An example of this correlation proving true can been seen in the graph above where "The Martian" had the highest POC_percent and won the People's Choice Award.

Results & Further Research

My hypothesis was proven incorrect as movies with higher proportions of people of color are more likely to win one of the five awards: the People's Choice Award. This is interesting because this is the only category that is decided by the general public and not the Academy.

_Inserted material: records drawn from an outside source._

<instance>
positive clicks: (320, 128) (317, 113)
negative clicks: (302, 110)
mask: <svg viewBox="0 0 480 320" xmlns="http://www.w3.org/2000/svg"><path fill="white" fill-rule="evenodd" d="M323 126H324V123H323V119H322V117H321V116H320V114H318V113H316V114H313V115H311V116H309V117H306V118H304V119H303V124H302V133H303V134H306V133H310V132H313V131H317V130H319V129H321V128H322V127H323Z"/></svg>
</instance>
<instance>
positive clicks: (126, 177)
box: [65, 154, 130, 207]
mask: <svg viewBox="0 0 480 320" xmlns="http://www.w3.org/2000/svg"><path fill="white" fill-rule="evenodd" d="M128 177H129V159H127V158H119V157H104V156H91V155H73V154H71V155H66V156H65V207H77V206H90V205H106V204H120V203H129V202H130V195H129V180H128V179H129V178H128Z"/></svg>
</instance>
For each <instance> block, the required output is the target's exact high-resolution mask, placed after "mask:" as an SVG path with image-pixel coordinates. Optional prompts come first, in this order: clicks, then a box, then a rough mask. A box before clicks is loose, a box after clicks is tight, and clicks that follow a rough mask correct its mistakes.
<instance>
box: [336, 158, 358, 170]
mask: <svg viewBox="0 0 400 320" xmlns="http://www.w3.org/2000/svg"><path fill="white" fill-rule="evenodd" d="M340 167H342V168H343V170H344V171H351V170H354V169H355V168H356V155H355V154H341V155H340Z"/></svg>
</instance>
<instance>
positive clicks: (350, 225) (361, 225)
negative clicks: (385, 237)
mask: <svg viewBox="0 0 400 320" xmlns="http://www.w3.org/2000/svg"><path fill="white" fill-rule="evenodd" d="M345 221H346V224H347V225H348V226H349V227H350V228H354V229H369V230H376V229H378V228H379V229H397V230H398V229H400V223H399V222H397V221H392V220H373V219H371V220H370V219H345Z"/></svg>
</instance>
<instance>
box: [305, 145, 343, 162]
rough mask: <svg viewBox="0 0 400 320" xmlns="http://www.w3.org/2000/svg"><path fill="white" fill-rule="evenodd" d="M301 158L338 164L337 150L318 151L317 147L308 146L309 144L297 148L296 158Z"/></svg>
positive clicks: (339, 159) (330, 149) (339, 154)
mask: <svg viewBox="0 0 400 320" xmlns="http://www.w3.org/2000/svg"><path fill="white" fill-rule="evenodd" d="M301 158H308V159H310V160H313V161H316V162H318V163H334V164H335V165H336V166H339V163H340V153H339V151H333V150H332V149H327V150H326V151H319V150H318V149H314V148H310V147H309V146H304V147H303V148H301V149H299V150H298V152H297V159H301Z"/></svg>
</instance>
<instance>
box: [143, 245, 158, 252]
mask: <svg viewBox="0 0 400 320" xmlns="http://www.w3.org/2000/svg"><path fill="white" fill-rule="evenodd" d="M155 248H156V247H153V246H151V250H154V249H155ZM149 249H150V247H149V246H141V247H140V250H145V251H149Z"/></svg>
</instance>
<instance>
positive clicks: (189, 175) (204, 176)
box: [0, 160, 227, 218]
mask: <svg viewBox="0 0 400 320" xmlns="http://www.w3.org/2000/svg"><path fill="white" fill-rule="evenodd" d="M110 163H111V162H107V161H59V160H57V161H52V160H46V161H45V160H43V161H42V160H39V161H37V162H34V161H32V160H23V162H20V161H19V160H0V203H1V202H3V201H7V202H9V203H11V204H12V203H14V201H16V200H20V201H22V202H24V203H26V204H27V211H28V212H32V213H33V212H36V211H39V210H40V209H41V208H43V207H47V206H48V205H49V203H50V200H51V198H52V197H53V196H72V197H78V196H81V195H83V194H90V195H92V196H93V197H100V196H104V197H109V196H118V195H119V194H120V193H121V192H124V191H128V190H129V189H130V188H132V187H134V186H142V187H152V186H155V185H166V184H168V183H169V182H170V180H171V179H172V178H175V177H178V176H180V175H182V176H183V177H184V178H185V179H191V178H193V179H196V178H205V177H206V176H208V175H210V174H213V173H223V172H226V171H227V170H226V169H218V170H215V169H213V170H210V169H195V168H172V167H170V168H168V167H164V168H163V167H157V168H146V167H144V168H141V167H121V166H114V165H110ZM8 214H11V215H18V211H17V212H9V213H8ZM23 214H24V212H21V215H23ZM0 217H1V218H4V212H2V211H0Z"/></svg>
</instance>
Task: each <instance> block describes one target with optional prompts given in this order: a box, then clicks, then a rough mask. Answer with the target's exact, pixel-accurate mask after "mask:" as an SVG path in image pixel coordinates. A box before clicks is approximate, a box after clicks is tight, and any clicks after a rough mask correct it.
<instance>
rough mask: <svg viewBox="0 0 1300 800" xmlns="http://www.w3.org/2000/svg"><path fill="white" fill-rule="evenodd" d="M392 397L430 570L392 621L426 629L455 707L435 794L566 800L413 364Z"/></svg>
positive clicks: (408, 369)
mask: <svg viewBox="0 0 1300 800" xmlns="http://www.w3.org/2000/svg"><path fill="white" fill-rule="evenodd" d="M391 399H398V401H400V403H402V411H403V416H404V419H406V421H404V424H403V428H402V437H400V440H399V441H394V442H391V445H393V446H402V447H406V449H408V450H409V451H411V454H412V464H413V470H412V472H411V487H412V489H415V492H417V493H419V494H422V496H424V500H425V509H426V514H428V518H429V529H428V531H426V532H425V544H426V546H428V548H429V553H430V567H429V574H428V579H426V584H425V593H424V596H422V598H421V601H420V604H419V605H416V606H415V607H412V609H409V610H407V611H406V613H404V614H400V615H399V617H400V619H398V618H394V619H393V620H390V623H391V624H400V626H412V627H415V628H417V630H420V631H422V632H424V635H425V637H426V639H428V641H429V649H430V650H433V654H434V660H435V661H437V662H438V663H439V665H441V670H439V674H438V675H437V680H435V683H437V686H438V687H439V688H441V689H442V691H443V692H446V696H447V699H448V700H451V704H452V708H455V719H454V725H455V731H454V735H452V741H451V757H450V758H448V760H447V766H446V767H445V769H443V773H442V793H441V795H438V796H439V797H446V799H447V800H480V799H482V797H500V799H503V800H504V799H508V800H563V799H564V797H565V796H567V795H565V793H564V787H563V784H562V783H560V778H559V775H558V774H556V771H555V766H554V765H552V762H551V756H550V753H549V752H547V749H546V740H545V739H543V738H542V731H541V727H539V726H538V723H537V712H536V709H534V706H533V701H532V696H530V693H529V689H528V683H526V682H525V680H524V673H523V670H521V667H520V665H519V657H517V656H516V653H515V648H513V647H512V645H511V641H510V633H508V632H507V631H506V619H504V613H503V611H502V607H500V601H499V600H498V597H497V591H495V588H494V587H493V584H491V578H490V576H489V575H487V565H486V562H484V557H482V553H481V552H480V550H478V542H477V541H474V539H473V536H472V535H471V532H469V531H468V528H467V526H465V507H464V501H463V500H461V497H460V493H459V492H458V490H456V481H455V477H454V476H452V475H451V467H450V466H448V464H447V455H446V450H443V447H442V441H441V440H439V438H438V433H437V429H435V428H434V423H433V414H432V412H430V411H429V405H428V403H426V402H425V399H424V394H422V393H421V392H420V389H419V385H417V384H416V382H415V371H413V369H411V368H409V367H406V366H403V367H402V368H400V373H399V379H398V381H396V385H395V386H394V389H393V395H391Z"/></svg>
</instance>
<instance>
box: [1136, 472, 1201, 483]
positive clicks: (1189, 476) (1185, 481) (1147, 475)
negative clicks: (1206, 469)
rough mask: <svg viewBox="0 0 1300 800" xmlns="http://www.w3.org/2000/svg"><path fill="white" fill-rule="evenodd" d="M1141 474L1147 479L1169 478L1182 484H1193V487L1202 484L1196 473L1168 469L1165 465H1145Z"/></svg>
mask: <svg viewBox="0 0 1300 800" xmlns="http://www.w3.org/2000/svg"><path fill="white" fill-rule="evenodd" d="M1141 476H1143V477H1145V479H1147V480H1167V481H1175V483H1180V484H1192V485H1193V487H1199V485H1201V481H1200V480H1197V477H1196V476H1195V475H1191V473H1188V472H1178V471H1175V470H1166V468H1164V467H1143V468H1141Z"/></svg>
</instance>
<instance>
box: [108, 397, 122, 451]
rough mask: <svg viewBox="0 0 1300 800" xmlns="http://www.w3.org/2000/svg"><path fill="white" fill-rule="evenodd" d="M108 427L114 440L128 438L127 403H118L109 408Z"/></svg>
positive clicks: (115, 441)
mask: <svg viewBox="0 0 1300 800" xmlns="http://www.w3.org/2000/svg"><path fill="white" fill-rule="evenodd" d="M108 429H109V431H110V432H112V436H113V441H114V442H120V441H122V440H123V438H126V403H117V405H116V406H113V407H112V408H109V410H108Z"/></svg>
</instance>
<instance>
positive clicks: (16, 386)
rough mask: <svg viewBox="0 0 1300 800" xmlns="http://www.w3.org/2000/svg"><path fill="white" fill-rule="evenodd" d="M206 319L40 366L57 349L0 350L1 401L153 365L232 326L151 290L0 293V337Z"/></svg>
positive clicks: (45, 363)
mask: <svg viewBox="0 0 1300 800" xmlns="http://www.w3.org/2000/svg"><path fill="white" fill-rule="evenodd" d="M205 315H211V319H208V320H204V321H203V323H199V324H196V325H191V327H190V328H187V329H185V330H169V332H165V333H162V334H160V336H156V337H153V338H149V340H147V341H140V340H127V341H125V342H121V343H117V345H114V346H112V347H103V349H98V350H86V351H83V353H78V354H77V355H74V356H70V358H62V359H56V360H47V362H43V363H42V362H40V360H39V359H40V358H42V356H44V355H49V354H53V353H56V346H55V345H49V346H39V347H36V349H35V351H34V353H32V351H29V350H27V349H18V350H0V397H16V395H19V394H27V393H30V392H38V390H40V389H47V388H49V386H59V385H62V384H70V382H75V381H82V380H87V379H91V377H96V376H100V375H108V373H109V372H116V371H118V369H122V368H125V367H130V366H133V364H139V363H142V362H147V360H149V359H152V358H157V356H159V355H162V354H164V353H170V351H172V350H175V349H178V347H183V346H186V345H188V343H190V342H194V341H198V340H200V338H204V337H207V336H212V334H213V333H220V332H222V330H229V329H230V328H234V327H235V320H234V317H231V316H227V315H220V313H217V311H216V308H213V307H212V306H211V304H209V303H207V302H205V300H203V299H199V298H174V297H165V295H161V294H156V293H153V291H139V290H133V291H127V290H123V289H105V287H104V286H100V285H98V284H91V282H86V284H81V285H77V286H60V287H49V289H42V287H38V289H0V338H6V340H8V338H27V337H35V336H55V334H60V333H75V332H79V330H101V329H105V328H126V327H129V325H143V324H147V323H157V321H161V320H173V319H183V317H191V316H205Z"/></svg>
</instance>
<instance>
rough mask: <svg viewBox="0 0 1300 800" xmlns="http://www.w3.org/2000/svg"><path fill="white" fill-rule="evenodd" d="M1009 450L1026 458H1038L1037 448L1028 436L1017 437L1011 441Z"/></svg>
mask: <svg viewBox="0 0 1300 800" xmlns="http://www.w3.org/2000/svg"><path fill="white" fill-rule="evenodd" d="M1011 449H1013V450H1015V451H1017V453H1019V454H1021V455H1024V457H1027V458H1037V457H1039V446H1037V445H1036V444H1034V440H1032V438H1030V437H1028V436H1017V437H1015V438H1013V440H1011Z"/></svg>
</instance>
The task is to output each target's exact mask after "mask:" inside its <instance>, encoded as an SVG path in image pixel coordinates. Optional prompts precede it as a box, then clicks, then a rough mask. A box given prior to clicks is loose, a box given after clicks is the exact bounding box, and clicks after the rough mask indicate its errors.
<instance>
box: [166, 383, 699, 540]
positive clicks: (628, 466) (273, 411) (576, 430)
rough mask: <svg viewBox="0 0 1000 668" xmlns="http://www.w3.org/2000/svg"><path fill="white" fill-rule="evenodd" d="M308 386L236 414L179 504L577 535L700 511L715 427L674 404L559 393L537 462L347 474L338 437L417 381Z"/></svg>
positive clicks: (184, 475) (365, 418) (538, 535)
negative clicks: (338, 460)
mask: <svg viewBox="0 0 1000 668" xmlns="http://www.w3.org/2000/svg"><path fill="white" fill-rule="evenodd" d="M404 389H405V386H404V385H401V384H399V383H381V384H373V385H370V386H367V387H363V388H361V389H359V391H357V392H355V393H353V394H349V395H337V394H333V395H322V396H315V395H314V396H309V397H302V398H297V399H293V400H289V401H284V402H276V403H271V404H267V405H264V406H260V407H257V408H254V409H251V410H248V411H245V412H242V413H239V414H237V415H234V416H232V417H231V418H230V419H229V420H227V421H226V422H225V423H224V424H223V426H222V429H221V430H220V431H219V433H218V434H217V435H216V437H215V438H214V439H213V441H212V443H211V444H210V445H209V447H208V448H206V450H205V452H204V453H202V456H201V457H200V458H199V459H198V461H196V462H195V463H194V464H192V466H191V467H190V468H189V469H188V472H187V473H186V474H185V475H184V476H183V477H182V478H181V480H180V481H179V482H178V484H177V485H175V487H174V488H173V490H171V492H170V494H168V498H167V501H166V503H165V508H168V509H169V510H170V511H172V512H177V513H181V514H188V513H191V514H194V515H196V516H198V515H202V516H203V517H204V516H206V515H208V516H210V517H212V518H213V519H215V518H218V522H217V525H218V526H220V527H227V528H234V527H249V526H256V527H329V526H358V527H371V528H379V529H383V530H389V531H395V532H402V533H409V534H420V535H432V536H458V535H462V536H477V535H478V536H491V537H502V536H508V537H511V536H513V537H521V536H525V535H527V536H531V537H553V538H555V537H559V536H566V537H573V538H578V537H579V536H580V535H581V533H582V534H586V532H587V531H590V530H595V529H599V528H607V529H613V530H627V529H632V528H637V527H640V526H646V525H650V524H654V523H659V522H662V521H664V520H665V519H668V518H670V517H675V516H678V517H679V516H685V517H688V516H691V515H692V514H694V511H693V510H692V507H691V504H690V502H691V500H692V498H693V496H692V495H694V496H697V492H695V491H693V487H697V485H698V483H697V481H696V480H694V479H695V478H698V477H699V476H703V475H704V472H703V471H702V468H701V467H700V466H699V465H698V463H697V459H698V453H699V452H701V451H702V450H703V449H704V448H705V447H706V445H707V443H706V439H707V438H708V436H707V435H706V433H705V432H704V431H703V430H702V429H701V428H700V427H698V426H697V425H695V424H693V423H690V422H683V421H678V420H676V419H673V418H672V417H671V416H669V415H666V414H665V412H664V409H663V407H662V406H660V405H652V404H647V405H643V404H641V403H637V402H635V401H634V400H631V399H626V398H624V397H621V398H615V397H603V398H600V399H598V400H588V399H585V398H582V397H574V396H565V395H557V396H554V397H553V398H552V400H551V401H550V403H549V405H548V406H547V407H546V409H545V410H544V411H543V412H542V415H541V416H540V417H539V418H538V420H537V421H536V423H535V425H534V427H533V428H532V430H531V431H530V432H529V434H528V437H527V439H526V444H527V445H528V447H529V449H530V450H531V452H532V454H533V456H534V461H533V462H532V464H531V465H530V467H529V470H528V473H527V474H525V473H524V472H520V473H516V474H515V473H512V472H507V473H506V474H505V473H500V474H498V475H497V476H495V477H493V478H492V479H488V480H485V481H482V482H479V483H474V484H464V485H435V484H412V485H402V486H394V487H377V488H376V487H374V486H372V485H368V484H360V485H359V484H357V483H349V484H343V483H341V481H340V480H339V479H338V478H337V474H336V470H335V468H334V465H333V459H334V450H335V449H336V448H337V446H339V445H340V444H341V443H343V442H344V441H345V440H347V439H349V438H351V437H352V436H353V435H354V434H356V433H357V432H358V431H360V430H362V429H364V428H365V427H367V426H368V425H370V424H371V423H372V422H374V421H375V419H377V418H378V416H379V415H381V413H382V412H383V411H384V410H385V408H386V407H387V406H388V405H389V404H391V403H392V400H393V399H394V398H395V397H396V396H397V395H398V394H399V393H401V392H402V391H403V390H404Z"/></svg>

Further research with a larger dataset would be interesting as there could be different standards for what the general public considers as a 'good film' versus the Academy. It would also be interesting to explore the high positive correlation between best actor and best director.

Analyzing Twitter data including the words "people of color" or "diversity" and "Oscars" would also be interesting. I attempted this, however, less than 10 tweets were returned so it would need to be done through a premium API to get more than a week's worth of tweets.